The judge looks at the history of your parenting. If you and your spouse have always shared the parenting responsibilities equally, the Judge may allow more of a shared schedule. If one parent has done more of the parenting responsibilities, the court may utilize the Yakima County Guidelines for visitation. The Yakima County Guidelines are the typical every other weekend schedule with additional time in the summer and shared holidays. If one parent has domestic violence issues or drug/alcohol problems, the Judge may limit his/her contact with the children.

If I am not the custodial parent, do I have any rights?

Yes. One parent or the other must be designated as the custodial parent for state and federal statutes that require a designation of determination of custody.
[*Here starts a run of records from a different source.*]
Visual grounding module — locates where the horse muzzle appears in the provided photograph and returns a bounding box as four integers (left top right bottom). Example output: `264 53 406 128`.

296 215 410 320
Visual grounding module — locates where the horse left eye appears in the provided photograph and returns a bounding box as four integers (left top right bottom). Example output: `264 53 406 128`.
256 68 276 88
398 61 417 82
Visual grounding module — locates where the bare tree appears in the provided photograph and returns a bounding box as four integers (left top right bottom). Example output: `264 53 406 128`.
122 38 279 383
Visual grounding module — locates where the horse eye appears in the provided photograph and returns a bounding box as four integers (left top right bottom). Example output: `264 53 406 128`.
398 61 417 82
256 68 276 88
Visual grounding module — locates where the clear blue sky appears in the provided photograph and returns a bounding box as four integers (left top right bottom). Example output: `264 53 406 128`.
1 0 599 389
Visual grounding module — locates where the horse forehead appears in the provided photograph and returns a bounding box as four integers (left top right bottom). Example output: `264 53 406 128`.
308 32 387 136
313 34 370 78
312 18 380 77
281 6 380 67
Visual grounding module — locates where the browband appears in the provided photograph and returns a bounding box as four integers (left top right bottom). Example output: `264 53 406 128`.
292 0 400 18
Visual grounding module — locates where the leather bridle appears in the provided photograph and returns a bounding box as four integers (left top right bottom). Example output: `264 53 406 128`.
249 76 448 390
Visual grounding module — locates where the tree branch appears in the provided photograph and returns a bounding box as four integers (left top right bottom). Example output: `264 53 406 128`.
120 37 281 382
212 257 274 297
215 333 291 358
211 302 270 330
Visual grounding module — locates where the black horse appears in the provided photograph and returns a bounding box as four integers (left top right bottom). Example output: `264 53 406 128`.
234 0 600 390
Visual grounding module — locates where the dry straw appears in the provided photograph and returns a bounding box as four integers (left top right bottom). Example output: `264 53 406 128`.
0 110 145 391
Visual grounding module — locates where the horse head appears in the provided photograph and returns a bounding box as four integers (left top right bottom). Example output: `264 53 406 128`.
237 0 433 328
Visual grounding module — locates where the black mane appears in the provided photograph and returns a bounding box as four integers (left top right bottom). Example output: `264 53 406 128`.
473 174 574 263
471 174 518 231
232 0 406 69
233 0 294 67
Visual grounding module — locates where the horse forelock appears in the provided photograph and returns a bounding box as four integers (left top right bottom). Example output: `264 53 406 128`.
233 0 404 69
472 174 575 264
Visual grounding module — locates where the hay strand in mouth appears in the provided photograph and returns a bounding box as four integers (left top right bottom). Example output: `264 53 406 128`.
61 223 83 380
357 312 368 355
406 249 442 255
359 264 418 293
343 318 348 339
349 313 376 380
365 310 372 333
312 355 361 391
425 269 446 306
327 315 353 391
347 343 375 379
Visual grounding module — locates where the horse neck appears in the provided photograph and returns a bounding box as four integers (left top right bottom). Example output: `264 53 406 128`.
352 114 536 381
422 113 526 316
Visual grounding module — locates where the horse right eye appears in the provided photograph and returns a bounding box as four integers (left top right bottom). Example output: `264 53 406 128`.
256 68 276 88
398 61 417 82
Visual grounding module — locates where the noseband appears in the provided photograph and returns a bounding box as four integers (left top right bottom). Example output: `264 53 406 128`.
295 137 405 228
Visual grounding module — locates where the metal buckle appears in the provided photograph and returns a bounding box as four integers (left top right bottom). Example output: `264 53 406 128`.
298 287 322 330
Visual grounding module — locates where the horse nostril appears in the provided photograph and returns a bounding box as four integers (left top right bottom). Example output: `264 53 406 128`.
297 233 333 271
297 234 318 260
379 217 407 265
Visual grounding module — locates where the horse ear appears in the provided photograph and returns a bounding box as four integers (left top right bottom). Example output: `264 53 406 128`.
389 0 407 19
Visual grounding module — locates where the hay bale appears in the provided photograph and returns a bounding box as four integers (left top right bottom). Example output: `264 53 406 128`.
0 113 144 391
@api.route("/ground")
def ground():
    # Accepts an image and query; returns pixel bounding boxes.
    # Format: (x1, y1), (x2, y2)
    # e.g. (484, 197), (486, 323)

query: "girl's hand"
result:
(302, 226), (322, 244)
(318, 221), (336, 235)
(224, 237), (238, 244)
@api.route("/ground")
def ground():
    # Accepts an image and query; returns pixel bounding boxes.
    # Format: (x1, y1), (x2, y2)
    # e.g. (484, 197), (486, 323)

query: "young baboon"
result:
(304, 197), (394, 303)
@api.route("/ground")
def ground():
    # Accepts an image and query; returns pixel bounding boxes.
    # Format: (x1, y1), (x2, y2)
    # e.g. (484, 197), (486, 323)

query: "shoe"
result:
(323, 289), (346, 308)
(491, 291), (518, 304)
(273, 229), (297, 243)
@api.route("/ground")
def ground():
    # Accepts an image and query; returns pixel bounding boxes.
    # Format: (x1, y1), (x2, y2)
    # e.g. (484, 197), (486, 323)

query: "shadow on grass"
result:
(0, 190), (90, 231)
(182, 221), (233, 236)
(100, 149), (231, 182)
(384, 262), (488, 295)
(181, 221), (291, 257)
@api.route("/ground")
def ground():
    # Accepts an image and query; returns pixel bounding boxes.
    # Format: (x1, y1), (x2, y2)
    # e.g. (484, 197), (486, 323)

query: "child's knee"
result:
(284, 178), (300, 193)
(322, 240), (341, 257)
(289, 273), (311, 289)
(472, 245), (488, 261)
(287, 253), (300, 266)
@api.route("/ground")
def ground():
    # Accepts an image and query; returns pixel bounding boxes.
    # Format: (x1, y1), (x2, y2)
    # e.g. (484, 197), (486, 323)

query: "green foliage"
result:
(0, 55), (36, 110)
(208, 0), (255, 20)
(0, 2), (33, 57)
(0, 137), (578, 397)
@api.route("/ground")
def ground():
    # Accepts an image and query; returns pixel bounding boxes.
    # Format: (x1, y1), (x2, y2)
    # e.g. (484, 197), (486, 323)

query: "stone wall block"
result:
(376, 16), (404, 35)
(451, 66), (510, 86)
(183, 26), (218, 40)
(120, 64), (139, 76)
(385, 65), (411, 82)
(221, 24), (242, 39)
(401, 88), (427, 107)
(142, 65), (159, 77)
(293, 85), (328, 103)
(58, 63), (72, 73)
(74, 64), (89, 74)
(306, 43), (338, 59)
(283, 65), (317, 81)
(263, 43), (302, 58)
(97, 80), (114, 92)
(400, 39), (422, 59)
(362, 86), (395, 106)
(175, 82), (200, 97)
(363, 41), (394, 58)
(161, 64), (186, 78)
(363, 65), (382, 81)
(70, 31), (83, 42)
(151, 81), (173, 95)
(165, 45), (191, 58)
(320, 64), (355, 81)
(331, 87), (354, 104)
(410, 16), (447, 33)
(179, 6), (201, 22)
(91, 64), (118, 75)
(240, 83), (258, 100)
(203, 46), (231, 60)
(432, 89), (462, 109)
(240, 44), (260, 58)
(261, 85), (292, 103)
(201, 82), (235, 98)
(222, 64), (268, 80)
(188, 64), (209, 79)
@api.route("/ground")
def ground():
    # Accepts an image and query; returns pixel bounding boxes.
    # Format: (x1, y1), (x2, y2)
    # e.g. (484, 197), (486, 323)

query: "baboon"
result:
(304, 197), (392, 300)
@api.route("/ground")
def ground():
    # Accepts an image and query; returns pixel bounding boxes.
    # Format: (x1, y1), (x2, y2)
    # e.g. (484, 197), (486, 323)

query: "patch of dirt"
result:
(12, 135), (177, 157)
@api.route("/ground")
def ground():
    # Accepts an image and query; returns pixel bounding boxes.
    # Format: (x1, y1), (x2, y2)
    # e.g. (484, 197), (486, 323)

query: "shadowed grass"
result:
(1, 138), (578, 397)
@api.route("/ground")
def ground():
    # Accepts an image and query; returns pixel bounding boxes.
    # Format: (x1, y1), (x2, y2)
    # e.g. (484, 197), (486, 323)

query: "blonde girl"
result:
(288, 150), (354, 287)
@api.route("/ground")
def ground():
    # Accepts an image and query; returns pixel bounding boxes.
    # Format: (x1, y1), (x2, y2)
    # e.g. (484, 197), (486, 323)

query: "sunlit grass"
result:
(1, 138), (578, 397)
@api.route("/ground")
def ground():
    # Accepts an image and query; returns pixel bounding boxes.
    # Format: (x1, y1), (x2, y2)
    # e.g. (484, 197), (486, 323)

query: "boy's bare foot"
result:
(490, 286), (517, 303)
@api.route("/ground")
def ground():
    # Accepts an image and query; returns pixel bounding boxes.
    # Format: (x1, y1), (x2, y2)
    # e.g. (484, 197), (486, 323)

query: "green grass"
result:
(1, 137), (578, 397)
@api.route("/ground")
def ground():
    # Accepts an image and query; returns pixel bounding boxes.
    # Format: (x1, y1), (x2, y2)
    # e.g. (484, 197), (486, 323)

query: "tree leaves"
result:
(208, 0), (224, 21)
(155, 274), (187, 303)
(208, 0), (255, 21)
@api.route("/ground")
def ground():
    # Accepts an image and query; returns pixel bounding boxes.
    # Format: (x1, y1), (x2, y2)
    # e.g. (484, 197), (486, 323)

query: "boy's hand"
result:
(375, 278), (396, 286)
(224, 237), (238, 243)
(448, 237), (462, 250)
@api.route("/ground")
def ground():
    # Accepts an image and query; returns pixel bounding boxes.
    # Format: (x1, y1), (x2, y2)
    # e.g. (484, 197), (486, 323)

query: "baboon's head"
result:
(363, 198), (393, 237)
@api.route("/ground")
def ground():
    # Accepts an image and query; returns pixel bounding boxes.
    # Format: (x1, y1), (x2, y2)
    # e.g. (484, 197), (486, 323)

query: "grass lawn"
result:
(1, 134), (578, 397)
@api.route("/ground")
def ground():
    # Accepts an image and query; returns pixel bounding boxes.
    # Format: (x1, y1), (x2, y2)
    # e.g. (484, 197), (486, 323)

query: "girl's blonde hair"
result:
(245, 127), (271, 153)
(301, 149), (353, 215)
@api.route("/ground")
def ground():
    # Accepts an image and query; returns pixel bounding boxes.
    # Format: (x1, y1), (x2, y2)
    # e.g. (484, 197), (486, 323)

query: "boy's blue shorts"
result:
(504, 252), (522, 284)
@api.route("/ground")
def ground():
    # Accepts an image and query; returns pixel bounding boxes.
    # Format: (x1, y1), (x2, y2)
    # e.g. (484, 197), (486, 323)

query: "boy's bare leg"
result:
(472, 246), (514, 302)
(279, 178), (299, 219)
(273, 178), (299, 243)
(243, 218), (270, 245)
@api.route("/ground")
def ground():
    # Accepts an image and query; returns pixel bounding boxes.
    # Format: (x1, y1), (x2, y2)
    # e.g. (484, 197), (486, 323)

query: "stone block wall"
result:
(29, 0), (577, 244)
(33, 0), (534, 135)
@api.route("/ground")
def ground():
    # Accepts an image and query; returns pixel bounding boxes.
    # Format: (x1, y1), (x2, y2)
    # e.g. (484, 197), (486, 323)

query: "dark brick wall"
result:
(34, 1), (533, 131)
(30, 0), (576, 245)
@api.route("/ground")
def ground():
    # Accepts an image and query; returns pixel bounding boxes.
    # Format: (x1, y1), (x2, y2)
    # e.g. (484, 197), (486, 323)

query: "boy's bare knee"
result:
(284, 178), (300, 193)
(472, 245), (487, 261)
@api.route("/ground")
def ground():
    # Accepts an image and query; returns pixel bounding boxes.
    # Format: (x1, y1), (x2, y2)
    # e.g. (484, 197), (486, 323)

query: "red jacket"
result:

However, as a general rule, the other parent has joint decision making authority for medical, educational, and religious issues.

What age do the children have to be to make their own decision about with which parent they want to live?

Children do not get to choose with whom they want to live until they are 18. The reason behind this is that if we gave children the power to choose, they would be going back and forth between their parents’ homes on a frequent basis, depending on whose rules they liked better at any given time. When children are 15, 16 or 17, the court may listen to their input (through a counselor or Guardian ad Litem), but they do not get to decide.

What if I want to relocate with the children?

Washington has very strict rules about relocating with children. If you have a temporary or final parenting plan, you must give notice of your intended relocation. If you fail to do so, the judge may require you to move back. Your spouse or former spouse has 30 days to object to your request to relocate. If it is opposed, there will be a court hearing at which time the judge evaluates several important factors in deciding whether to allow the relocation.

Can someone other than a biological parent get custody?

Yes, but the circumstances must warrant it. Specifically, you must be able to prove that both of the biological parents are unfit or that keeping the children with the biological parents would result in actual detriment to them. It is a difficult burden to meet.